# When do the suckers run?



## Coekrych (Jul 19, 2006)

I was just wondering when the suckers ran in rocky river, no i dont eat them i just need to cast to some soft water and hook into a fish dont care what they are and I don't do steal head lol


----------



## fredg53 (Sep 17, 2010)

You should try eating them. I am serious. They are ugly but extremely tasty. Skin em take out the belly and run em through a food proceser with an egg make patties bread them and fry little tartar sauce I bet you will love them. Dont worry about the bones they are small and grind right up I usually dont eat them after the water temps get over 45 the meat gets too soft lmk iof you try them


----------



## Alwsfishin (Apr 5, 2004)

Here's a year ago


http://www.ohiogamefishing.com/community/showthread.php?t=142598&highlight=Suckers


----------



## dinkbuster1 (Oct 28, 2005)

i started catching them pretty good in the Mad river last year in the last week of February, but had many skunks when targeting them in the other nearby rivers. the run is in full swing by late March here in SW Ohio.


----------



## Socom (Nov 3, 2005)

I love fishing for suckers, I would say once the river is free and clear of ice they should start running. I use a small curly tail grub and do pretty good. I remember about 8 years ago when I first got my license I packed the car to go fishing and left my rod behind the bumper, I ran over the rod and it broke about 1 1/2 ft down from the tip. I wrapped it with duct ape and went down anyway. I get down there and a couple guys were fishing and not catching anything. I started slaying them, maybe a fish every couple minutes. After about 20min of this the guy near me gave up and said he was aggravated not catching anything and getting out fished by a kid with a broken fishing rod. Getting back to the run though, I am sure there will be a post up once they start.


----------



## Joe kish (Dec 11, 2006)

if anyone has any reports on when they run in the rocky river let me know thank u!


----------



## heron153 (Apr 30, 2008)

I love fishing suckers too. Stand proud man! They're native, beautiful fish that fight well and take a fly, bait, or lure. They are tasty, too, according to this last issue of In-Fisherman. I am gonna try the recipe this spring. I see them running by 2nd week of March for sure. It's also great cause you can catch them when the river is high and muddy.


----------



## Joe kish (Dec 11, 2006)

i love how theres a thred started for the guys like us that are not looking for steelys, not looking for bass or walleye......nope!...were looking for suckers lol!!!


----------



## heron153 (Apr 30, 2008)

I am putting together a sucker invitational. We'll do a cookout and I'll bring some prizes - first, biggest, most. No non-native steelhead will be tallied in the prizes!! Chubs and shiners will be permitted in one division. Details to come.


----------



## saugeyesam (Apr 20, 2004)

I would imagine by late March early April the suckers will be running up the rocky, I know in one day last year on the Maumee I caught well over 50 suckers along with sheephead and carp mixed in with my walleye and the odd white bass.


----------



## Socom (Nov 3, 2005)

heron153 said:


> I am putting together a sucker invitational. We'll do a cookout and I'll bring some prizes - first, biggest, most. No non-native steelhead will be tallied in the prizes!! Chubs and shiners will be permitted in one division. Details to come.

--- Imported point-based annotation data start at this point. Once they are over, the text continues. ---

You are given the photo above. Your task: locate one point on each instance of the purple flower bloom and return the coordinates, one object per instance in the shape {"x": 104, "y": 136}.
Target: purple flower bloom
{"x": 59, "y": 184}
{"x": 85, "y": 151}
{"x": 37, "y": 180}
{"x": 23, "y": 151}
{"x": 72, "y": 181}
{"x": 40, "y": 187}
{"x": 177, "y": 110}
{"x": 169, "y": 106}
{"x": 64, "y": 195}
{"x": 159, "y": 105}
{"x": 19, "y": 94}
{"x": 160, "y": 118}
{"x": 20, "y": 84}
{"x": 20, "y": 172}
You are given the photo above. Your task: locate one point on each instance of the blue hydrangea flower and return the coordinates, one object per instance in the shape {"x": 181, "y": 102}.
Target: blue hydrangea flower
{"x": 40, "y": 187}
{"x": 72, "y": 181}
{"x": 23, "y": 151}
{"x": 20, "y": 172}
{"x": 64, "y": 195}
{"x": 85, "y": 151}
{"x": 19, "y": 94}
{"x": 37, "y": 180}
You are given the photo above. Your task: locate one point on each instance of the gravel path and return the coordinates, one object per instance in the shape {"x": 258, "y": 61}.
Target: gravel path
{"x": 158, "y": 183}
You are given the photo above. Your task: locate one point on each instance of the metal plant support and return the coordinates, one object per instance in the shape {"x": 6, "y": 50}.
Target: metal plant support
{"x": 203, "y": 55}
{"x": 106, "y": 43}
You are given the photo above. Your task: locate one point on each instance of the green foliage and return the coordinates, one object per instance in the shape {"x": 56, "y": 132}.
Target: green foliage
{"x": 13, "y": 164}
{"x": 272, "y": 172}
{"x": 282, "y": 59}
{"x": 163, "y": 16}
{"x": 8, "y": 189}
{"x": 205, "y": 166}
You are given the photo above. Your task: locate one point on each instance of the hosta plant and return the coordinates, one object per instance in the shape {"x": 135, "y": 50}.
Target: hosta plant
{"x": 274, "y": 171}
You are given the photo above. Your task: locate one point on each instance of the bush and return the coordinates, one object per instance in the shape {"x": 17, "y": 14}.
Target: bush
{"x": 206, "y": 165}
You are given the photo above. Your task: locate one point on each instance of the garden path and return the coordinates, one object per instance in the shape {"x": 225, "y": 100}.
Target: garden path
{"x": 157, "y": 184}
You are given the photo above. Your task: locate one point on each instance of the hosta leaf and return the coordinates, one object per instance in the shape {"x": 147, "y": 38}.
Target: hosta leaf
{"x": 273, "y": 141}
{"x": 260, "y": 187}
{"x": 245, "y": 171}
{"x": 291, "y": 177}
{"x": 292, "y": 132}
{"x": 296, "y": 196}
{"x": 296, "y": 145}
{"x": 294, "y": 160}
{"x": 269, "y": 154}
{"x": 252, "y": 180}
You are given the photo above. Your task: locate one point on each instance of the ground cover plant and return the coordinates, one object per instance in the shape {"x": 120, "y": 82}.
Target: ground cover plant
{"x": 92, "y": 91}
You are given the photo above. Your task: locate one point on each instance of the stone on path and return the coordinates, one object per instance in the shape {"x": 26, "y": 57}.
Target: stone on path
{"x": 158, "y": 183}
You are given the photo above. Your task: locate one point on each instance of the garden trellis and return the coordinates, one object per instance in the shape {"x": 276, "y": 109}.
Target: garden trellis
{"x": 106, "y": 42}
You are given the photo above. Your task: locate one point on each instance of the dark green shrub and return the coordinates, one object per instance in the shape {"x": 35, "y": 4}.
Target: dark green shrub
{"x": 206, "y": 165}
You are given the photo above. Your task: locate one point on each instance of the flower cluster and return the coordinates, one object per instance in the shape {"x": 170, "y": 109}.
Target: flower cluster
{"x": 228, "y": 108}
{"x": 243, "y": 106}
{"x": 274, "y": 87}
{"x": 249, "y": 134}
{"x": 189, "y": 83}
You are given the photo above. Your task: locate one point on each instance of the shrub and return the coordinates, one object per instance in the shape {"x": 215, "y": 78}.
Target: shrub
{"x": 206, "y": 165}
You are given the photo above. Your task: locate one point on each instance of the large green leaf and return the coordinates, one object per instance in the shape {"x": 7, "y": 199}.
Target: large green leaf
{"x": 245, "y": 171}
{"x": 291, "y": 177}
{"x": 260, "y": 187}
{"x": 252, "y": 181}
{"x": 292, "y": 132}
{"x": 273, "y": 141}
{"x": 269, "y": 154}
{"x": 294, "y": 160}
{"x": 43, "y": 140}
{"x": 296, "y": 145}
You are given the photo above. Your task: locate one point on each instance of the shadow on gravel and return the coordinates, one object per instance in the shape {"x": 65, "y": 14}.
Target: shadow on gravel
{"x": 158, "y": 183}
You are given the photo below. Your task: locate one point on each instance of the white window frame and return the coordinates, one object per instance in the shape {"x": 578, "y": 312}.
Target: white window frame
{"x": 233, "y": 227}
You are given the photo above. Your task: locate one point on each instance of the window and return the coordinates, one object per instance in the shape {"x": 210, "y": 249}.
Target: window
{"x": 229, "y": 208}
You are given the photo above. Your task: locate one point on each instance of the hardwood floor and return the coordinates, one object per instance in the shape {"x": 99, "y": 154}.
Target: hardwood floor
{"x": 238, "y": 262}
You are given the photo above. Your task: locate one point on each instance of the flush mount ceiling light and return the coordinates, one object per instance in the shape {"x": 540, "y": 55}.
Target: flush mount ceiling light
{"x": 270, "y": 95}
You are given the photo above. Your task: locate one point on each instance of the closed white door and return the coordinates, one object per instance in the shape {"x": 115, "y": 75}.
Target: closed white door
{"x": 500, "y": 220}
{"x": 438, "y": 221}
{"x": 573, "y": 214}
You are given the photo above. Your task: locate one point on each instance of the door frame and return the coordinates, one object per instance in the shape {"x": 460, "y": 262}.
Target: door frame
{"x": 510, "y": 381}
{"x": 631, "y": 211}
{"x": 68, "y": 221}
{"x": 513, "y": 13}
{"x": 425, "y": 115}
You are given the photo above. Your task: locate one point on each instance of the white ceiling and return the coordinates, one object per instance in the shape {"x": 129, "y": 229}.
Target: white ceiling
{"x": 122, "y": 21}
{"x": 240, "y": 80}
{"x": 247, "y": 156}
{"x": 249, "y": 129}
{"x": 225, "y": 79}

If you are serious and its on the rocky I am in!


----------



## Steelhead Fever (Dec 31, 2009)

from ice off through early may...


----------



## rustyhooks (Aug 17, 2008)

heron153 said:


> I am putting together a sucker invitational. We'll do a cookout and I'll bring some prizes - first, biggest, most. No non-native steelhead will be tallied in the prizes!! Chubs and shiners will be permitted in one division. Details to come.


i'm in ....no steelhead


----------



## papaperch (Apr 12, 2004)

Back in the 1950s and 60s we used to snag them in rivers and creeks. If I remember right they are the very first fish to spawn. An elderly Italian man in the neighborhood always took all we could catch. He pickled them in Mason jars. 

Ate them over at his house a couple of times and must say they were really tasty the way he did them. In case someone isn't aware suckers are bony. When they are pickled though it is not a problem. He used to serve them with bermuda and vidalia onions and crackers.


----------